It was a sight Calgarians hadn’t seen in two months – diners sitting at restaurant stalls receiving drinks while chatting with their friends.
“I don’t like change, so it was really hard for me to be isolated because I’m always on the move,” said Sue McBride, who said it felt amazing to sit down and have a coffee at the Higher Ground Cafe Monday.
For many business owners across Calgary, however, the excitement of reopening came with the stress of making sure customers and employees are safe.
On Monday, the city joined the rest of the province in Phase 1 of its relaunch, allowing salons and barbershops, as well as cafes, restaurants, pubs and bars to reopen to enable table service at 50 percent capacity.
The day before, Ernie Tsu’s employees went through a so-called dress rehearsal. They went through the applications to make sure the Trolley 5 brewery’s waiters and bartenders are prepared for the extra disinfection and distancing measures they would have to take when the bar reopened.

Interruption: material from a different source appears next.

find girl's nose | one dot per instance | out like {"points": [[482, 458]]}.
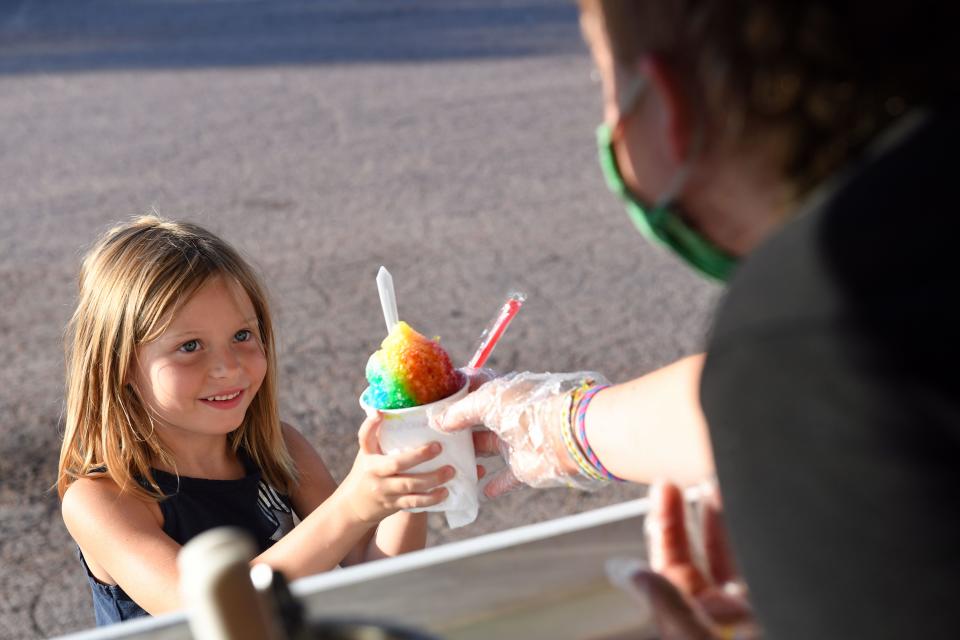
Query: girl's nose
{"points": [[225, 364]]}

“We’re doing a complete dry run,” said Tsu, who is also a board member of the Alberta Hospitality Association. “We got extra sidewalk [for] Patio space too, so we’re getting this all measured as we speak. “
These companies were given the go-ahead to reopen May 14 in the rest of the province, but the cities of Calgary and Brooks have been slower to reopen due to higher numbers of COVID-19 cases in their regions.
As of Sunday afternoon, there were 629 active cases in the Calgary Zone out of a total of 801 in Alberta.
Despite the government’s OK, some business owners are proceeding with caution.
Bruce Campbell, who owns three Red’s Diner locations in Calgary, said it took a month to properly close his restaurants and it will now take time to order groceries and keep staff up to date on new safety protocols .
He’s going to take it step by step and open dinner over the next few weeks, and if all goes well, the others.
“We just want to make sure we don’t open and find out that we have to close again within a few days or a week,” he said.
Once the diners reopen, the customers’ temperatures are measured and they have to fill out a questionnaire before they eat.
Trolley 5 owner Ernie Tsu said the 17th Avenue brewery opened on Monday, with precautionary measures to enforce physical distancing. (Dave Gilson / CBC)
Other business owners said they felt ready for Monday.
Phillip Elliott opened Social Cut and Shave with two meters between each station, personal protective equipment for hairdressers and extended working hours to meet the increased demand for haircuts.
“I’ve been doing this for a long time and I’ve never been forced to close. I’m really looking forward to coming back to this,” said Elliott. “I’m a little nervous, but I think all in all it will be really good.”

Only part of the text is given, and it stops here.